如何从DoFn输出单个值并将其用作另一个DoFn中的参数?

时间:2018-08-17 03:20:58

标签: google-cloud-dataflow apache-beam

我有一个带行分隔json的发布/订阅。每个发布/订阅邮件都有一个属性值,其中包含要写入的bigquery表名称。

如何获取单个表名的值,并将其传递给新的管道?

可以从DoFn本身内部创建一个新的PCollection并应用它吗?

1 个答案:

答案 0 :(得分:2)

您可以应用转换来检索DoFn中的表名,并将KV<tableName, record>传递到下游。然后使用BigQueryIO中的动态目标支持将每条记录路由到正确的目标。另外,您也可以在BigQuery.withFormatFunction()中检索table属性。下面是执行此操作的示例。

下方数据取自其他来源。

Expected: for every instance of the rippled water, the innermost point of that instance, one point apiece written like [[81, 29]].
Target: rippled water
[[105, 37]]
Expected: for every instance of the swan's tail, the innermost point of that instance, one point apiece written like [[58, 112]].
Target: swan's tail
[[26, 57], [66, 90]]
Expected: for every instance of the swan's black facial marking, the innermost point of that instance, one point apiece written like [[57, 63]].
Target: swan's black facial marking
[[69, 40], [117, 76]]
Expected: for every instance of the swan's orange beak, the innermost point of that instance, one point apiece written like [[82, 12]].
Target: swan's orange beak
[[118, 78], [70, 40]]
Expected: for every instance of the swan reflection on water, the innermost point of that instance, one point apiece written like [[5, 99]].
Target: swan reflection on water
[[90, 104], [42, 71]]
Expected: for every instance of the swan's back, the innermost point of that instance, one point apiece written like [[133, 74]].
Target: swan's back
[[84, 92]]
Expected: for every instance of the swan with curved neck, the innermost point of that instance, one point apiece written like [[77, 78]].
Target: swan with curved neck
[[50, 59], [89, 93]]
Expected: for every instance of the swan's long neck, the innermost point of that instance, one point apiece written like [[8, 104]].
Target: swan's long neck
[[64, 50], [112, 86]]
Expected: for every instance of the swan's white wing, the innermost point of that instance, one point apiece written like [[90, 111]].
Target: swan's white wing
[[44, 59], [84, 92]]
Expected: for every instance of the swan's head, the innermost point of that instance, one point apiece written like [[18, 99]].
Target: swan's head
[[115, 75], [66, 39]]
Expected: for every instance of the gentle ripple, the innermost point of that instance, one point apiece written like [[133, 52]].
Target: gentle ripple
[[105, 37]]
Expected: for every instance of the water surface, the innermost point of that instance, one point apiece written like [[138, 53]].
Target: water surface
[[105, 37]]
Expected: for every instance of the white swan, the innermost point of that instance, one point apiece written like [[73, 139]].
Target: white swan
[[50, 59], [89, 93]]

这是总体管道结构,其中从Pub / Sub消费JSON消息,然后根据Pub / Sub消息属性将其路由到适当的表目标。同样,您可以更改getTableDestination(..)逻辑以从JSON记录中检索表名称。

您可以查看整个示例here

  /**
   * Runs the pipeline to completion with the specified options. This method does not wait until the
   * pipeline is finished before returning. Invoke {@code result.waitUntilFinish()} on the result
   * object to block until the pipeline is finished running if blocking programmatic execution is
   * required.
   *
   * @param options The execution options.
   * @return The pipeline result.
   */
  public static PipelineResult run(Options options) {

    // Create the pipeline
    Pipeline pipeline = Pipeline.create(options);

    // Retrieve non-serializable parameters
    String tableNameAttr = options.getTableNameAttr();
    String outputTableProject = options.getOutputTableProject();
    String outputTableDataset = options.getOutputTableDataset();

    // Build & execute pipeline
    pipeline
        .apply(
            "ReadMessages",
            PubsubIO.readMessagesWithAttributes().fromSubscription(options.getSubscription()))
        .apply(
            "WriteToBigQuery",
            BigQueryIO.<PubsubMessage>write()
                .to(
                    input ->
                        getTableDestination(
                            input,
                            tableNameAttr,
                            outputTableProject,
                            outputTableDataset))
                .withFormatFunction(
                    (PubsubMessage msg) -> convertJsonToTableRow(new String(msg.getPayload())))
                .withCreateDisposition(CreateDisposition.CREATE_NEVER)
                .withWriteDisposition(WriteDisposition.WRITE_APPEND));

    return pipeline.run();
  }

  /**
   * Retrieves the {@link TableDestination} for the {@link PubsubMessage} by extracting and
   * formatting the value of the {@code tableNameAttr} attribute. If the message is null, a {@link
   * RuntimeException} will be thrown because the message is unable to be routed.
   *
   * @param value The message to extract the table name from.
   * @param tableNameAttr The name of the attribute within the message which contains the table
   *     name.
   * @param outputProject The project which the table resides.
   * @param outputDataset The dataset which the table resides.
   * @return The destination to route the input message to.
   */
  @VisibleForTesting
   static TableDestination getTableDestination(
      ValueInSingleWindow<PubsubMessage> value,
      String tableNameAttr,
      String outputProject,
      String outputDataset) {
    PubsubMessage message = value.getValue();

    TableDestination destination;
    if (message != null) {
      destination =
          new TableDestination(
              String.format(
                  "%s:%s.%s",
                  outputProject, outputDataset, message.getAttributeMap().get(tableNameAttr)),
              null);
    } else {
      throw new RuntimeException(
          "Cannot retrieve the dynamic table destination of an null message!");
    }

    return destination;
  }